PORTRAIT
Cette traductrice et romancière polonaise s’est rongée les sangs jusqu’à la folie lors des reportages de guerre de son mari.
Une ville africaine inconnue, une longue rue, et, éparpillés ici et là sur la chaussée, des restes humains : un bras, un rein, une jambe… La balade macabre s’achève avec la découverte d’un téléphone portable, lui aussi jeté sur le sol.
Ce terrible cauchemar, Grazyna Jagielska l’a fait nombre de fois et le fait encore. Et, à lui seul, il raconte beaucoup : la peur, la solitude, la mort, la crainte de la sonnerie du mobile qui lui annoncera, avec une voix de circonstance, que son mari ne reviendra plus. Car, jusqu’il y a peu, la vie de Grazyna était celle d’une Pénélope christique. La croix qu’elle portait alors, et elle la portera jusqu’à la folie, est celle de son amour fusionnel pour Wojtek, grand reporter pour le célèbre quotidien polonais Gazeta.
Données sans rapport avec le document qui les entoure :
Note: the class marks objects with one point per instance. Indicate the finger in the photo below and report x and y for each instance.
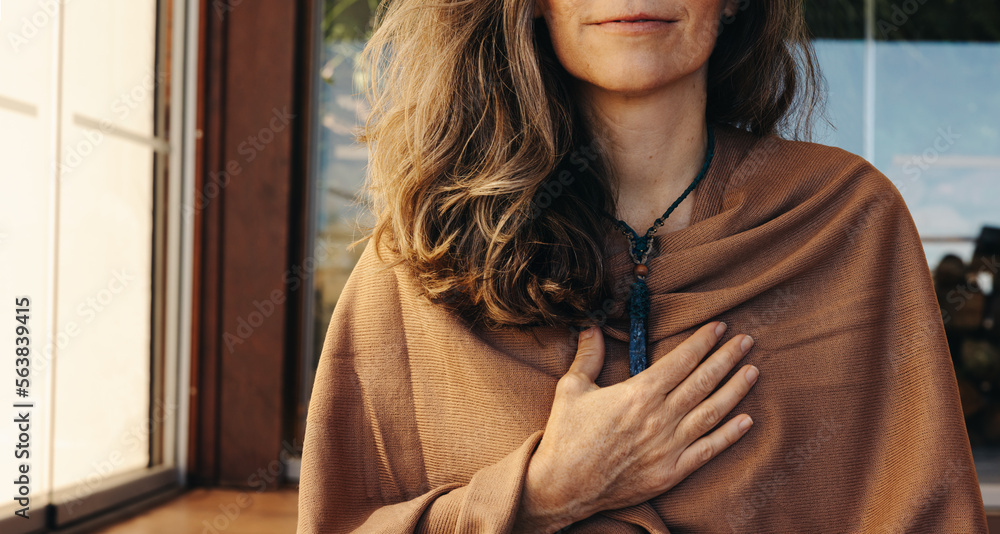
(669, 370)
(706, 377)
(707, 414)
(589, 354)
(708, 447)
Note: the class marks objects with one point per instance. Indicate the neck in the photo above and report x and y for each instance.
(655, 143)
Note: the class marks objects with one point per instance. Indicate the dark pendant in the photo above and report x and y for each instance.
(638, 311)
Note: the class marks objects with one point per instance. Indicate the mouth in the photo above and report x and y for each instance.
(637, 18)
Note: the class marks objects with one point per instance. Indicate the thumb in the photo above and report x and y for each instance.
(589, 354)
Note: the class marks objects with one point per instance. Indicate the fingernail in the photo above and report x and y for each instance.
(720, 328)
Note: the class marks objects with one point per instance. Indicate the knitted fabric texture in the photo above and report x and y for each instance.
(419, 423)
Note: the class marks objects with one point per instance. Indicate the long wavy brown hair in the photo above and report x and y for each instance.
(482, 177)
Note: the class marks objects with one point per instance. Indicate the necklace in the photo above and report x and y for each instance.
(639, 247)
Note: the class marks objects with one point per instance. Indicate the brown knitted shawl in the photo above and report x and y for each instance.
(419, 423)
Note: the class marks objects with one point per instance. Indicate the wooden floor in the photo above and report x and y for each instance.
(213, 511)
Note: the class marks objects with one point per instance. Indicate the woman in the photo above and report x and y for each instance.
(514, 352)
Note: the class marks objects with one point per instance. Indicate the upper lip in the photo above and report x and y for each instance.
(634, 16)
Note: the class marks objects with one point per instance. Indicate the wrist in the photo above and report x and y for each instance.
(543, 507)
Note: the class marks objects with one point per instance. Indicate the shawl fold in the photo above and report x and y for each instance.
(419, 423)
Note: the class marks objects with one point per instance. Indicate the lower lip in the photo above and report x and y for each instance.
(636, 27)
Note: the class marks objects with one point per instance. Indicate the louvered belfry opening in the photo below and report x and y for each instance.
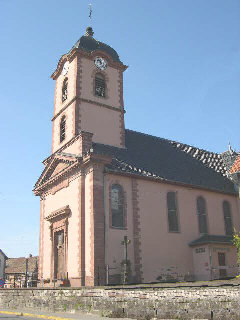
(62, 128)
(100, 86)
(64, 90)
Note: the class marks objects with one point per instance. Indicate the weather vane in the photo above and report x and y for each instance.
(90, 13)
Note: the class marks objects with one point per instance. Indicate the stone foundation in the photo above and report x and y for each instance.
(173, 302)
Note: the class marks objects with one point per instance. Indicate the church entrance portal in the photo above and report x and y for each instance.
(59, 255)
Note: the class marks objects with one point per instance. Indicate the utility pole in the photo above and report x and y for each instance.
(26, 272)
(125, 243)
Cela l’amenait à voyager à travers les orages de plomb, à aller de front en front, de charnier en charnier, du Cachemire à l’Afghanistan, de la Tchétchénie au Sri Lanka. Plus il partait, plus la croix de Grazyna se faisait lourde. Et plus âpre était la montée de son golgotha intime, un tranquille appartement de Varsovie où elle passait ses journées, une fois les deux enfants à l’école, avec la seule compagnie de ses angoisses.
Ce quotidien mortifère, Grazyna le raconte dans un livre, Amour de pierre, qui a eu un grand succès en Pologne. C’est la première fois qu’une femme confie comment elle a vécu les 53 guerres qu’a suivies son mari. Ou, plutôt, comment elle a fini par ne plus supporter les départs, les séparations, ni surtout les dangers qu’il encourait. Au point de développer, à sa place, cette grave dépression propre aux soldats sur le front et aux correspondants de guerre que les médecins appellent le SPT, ou stress post-traumatique. Les symptômes ? «Je passais mon temps à l’attendre, je ne pouvais rien faire d’autre. Cela n’arrêtait jamais. Car, quand il revenait, j’attendais son prochain départ, j’écoutais les nouvelles à la radio en me demandant laquelle risquait de le faire repartir», explique-t-elle depuis Paris où elle est venue faire la promotion de son livre. «Avant, j’étais très active. Mais, à force de l’attendre, je suis devenue complètement passive, plus rien d’autre n’avait d’importance. Je n’arrivais plus à travailler, à rester en famille. Sans compter qu’il me fallait cacher mes sentiments. Et faire semblant de vivre normalement. Peu à peu, je me condamnais à la solitude.»